Major Grant Funds New AI Ethics Network That Will Emphasize Atlanta Voices
Atlanta communities most vulnerable to bias and inequity in artificial intelligence (AI) are the focus of a new Atlanta-based ethics initiative being funded by a $1.3 million Mellon Foundation grant.
The Atlanta Interdisciplinary Artificial Intelligence (AIAI) Network, which is set to formally kick off during an event at Science Gallery Atlanta from 4 to 7 p.m. Oct. 4, brings together computing, humanities, and social justice researchers from Georgia Tech, Clark Atlanta University, Emory University, and community partner DataedX.
Carl DiSalvo, Georgia Tech School of Interactive Computing professor, is an AIAI co-principal investigator (co-PI). Andre Brock, an associate professor in the School of Literature, Media, and Communication serves on the network’s steering committee.

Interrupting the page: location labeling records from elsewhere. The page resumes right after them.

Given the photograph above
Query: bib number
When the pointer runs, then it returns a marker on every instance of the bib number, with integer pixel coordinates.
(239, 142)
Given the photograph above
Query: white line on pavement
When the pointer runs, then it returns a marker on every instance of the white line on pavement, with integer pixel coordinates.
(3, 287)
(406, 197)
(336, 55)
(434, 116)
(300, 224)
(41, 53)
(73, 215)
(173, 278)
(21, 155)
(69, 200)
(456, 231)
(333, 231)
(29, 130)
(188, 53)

DiSalvo said the idea for the AIAI Network had been in the works for years. However, the researchers now have the needed funding thanks to the Mellon Foundation. The grant allows the network to hire its first graduate students for the 2023-2024 academic year.
“The Mellon grant provides resources that we didn’t have before,” DiSalvo said. “There are students doing work on topics related to AI, computing, humanities, and social justice. They were difficult to fund, but now there’s funding. This has a material impact on supporting graduate students and their research, and that impact is immediate.”
The Mellon award also provides seed money for the network to distribute grants to researchers in the Atlanta community. Brandeis Marshall, CEO of DataedX Group and co-PI, said the network wants to put Atlanta voices at the forefront of conversations about AI bias that aren’t limited to the academic community.
“We want people within Atlanta to connect with it, understand it, and be a part of it,” Marshall said. “We want small businesses and nonprofits to feel like they have a place within these conversations about tech. It’s for the everyday person, not just the academics.”
Lauren Klein, PI and Emory associate professor of English, said the AIAI Network offers a humanistic lens on controversial AI issues. She said it was important that each PI or steering committee member be open to research contributions from the humanities.
“The proposed technical solutions are not coming from people who have expertise in these issues of systemic racism, sexism, and structural oppression,” Klein said. “The people who have expertise with these issues and how they surface in AI are humanities scholars. We want to bring humanities researchers to the table with technical researchers as equal partners.”
Klein said the Mellon Foundation recognized the AIAI Network’s goals aligned with its recent commitment to funding projects centered on social justice.
“It aligns with the work that the Mellon Foundation is trying to do,” Klein said. “They’ve made social justice the top-level concern of all projects they fund. They don’t fund a lot of initiatives, so choosing to invest in us is meaningful.”
One of the biggest challenges the network will face is steering the conversation away from the prominent AI “doomer” narrative and toward existing AI bias. While the former is theorized, the latter continues to impact marginalized and minority communities.
“It’s not just what we are going to do today, but also how what we’re doing today will impact what we are trying to influence for tomorrow,” Marshall said. “How can we dampen the AI hype and AI doom narratives and promote AI reality?”
AIAI Network will take a multifaceted approach to promote a more realistic understand of AI. Some of the tactics the group will use include:
- Humanities-focused research projects
- Public design and education workshops
- Guest speaker series
- Courses taught by principal investigators and steering committee members
- Seed grants for Atlanta researchers doing like-minded work
“We’re going to educate ourselves, those in the community, and those aspiring to be in this field on how we can be more solution based and solution oriented,” Marshall said. “There are courses, research and research projects built on the framework of talking about AI bias in a productive way and not one focused on extreme stances around AI hype or AI doom.”